Keep in mind that owning a duplex is not the same thing as owning a house or condominium. Two people who own a duplex together are jointly owning a single property parcel.

That's why experts recommend property partners get what's known as a tenancy in common, which sets out rules for an owner-occupied property involving two or more units. TICs can apply to a duplex or an apartment building where people have banded together to buy the units and live in them. While TICs have been around in San Francisco for many years, they are starting to show up in the East Bay and the Peninsula as people turn to buying multi-unit dwellings as a way to get into the housing market.

"It's becoming more and more popular mainly because of the (lack of) affordable housing," said David Park, a sales manager with San Francisco-based Integrated Mortgage Capita

"A tenancy in common is a way for two unrelated people to hold title," said Zachary Griffin, a senior loan consultant with Oakland- based LaSalle Financial Services, a mortgage lending affiliate of Residential Pacific Mortgage.

Lending guidelines are typically the same for owner-occupied duplexes as they are for loans made for single-family houses, he said.

A TIC makes it possible for duplex partners to have a written agreement that spells out specific rules. Such terms should cover things like what happens if one person stops making mortgage payments, slacks off on maintenance or has parties that are too loud, experts advise.

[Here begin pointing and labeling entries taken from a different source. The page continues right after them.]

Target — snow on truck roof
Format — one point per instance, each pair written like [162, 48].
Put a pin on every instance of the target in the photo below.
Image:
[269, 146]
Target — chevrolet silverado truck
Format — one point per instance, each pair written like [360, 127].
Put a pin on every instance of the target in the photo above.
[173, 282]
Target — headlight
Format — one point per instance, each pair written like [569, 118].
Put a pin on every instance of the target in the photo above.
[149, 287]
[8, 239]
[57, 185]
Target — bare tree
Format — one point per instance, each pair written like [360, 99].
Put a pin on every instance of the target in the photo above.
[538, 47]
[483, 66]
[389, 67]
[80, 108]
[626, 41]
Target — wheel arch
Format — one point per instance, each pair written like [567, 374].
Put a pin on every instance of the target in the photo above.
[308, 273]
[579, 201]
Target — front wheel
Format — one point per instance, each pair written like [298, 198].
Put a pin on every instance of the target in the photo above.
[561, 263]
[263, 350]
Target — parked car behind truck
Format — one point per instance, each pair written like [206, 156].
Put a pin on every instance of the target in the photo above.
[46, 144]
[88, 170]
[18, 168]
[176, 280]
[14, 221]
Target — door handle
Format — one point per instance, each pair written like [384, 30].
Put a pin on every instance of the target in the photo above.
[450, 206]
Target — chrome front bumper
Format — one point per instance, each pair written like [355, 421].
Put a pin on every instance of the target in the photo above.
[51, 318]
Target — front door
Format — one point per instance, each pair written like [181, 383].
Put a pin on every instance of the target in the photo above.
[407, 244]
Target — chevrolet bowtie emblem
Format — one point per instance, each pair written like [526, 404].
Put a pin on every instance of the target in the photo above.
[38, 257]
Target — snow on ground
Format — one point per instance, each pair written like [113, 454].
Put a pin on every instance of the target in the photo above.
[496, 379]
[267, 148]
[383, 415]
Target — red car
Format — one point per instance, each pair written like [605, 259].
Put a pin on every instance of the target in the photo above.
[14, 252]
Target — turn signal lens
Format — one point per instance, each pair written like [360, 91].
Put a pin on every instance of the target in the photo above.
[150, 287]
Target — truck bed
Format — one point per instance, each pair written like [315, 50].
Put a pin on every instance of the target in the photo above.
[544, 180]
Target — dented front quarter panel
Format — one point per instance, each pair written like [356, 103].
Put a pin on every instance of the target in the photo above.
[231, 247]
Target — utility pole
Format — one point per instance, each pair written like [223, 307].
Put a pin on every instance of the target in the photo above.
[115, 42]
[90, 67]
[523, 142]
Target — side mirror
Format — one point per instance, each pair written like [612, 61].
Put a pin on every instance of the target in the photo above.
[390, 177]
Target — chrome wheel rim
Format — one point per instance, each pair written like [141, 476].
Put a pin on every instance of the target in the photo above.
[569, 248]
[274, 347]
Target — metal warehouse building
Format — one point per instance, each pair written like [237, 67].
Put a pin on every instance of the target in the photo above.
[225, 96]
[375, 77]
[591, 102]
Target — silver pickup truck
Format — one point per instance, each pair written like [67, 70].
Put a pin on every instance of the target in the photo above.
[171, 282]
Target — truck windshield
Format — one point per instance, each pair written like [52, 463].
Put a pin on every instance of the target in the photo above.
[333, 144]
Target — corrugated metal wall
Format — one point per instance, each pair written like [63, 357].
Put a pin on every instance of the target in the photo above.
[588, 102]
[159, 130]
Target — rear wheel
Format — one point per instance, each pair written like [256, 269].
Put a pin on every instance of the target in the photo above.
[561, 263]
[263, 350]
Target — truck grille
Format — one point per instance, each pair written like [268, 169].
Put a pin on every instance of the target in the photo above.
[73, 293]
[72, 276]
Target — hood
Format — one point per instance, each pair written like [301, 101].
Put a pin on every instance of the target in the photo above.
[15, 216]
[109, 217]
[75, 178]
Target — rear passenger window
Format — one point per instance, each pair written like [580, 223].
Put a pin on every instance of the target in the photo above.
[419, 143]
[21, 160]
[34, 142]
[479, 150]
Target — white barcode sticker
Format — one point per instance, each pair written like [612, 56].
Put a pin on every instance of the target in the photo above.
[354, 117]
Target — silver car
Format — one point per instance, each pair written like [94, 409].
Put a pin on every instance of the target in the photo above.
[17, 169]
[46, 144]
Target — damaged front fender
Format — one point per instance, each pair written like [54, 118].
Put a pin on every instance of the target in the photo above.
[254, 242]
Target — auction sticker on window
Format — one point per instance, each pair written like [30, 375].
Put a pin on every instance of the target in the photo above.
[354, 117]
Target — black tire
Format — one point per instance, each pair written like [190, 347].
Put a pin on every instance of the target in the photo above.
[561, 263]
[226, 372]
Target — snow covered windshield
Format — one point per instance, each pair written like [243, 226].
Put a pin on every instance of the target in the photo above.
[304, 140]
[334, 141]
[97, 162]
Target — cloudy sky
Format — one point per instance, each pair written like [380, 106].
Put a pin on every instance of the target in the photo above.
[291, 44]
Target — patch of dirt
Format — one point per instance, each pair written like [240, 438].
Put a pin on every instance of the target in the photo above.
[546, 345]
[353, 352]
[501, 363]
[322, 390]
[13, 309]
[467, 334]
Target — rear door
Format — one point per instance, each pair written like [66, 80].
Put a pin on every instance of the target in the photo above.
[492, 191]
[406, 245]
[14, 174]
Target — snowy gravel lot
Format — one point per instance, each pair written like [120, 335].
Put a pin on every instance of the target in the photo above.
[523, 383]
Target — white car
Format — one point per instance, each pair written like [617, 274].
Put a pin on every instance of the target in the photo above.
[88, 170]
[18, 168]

"It's a good idea for owners to have an arrangement between them in writing," said Andy Sirkin, a San Francisco attorney who helps people draft TICs. "People change."

A TIC also determines what percentage of the property's value each side owns. That's because one of the units can have more value if it has a better view or some other attribute the other unit doesn't.

"In a tenancy in common, (ownership) doesn't have to be equal," Sirkin said.

A TIC is different than a joint tenancy agreement. Joint tenancy would be if two unrelated people buy a house together and each wants the other to inherit the house after one of them dies.